The heart with ‘PAUL” on a ribbon, on the back of her right ankle, was from Memphis, a souvenir of a trip there with The Beatles who were visiting Elvis. On her left, an anchor, souvenir of a weekend with Blondie and the Television in New York, 1976.
All of these memories, and more – the smell of the Titanic, the taste of Marilyn Monroe’s lips, the sound of a continent at the exact moment European settlers arrive for the first time – are collected in the Moleskine notebooks I wrote in as she told them to me, and in some three hundred digital recordings of her voice. For five years, we met once a week, and I took notes in longhand as I recorded her voice on my phone.

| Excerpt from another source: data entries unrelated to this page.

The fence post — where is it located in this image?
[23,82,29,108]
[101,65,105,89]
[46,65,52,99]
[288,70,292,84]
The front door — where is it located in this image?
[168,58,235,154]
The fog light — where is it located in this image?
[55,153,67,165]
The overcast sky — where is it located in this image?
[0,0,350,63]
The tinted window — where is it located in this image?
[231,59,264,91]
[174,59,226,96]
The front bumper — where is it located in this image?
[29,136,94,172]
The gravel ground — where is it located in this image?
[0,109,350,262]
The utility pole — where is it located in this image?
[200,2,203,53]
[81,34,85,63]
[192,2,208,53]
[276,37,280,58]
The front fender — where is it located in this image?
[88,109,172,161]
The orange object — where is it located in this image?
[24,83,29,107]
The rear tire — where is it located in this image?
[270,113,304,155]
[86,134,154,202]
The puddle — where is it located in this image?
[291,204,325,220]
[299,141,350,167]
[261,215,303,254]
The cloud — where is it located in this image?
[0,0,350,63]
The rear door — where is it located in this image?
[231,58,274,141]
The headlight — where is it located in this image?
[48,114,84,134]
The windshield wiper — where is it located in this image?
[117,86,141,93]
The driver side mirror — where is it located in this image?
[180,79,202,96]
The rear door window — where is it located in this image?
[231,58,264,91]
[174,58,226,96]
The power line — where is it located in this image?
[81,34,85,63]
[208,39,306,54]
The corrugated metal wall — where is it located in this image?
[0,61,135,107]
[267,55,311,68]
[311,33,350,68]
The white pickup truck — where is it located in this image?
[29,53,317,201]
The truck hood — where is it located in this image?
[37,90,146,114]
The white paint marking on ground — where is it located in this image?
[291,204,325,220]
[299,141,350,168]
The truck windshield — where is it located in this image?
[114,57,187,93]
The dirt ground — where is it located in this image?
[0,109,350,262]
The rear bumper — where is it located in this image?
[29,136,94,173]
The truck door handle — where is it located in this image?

Last week I met a publisher, but it came to nothing because her story is frankly unbelievable without her physical presence in the room. When she is there, it is so obviously real.
But she has gone again, and I am just a middle aged man with a strange story. She is somewhere else in the world now, which must mean that history is about to happen there. If I knew where, I might find an honest end to this story, or perhaps the perfect beginning for another.
At the moment, I’m running a series of online writing workshops for veterans with Company of Makers. One of the exercises was to write about a character, based on a real person. I wrote a few sketches of people, and then got carried away after listening to Sympathy For The Devil turned up loud.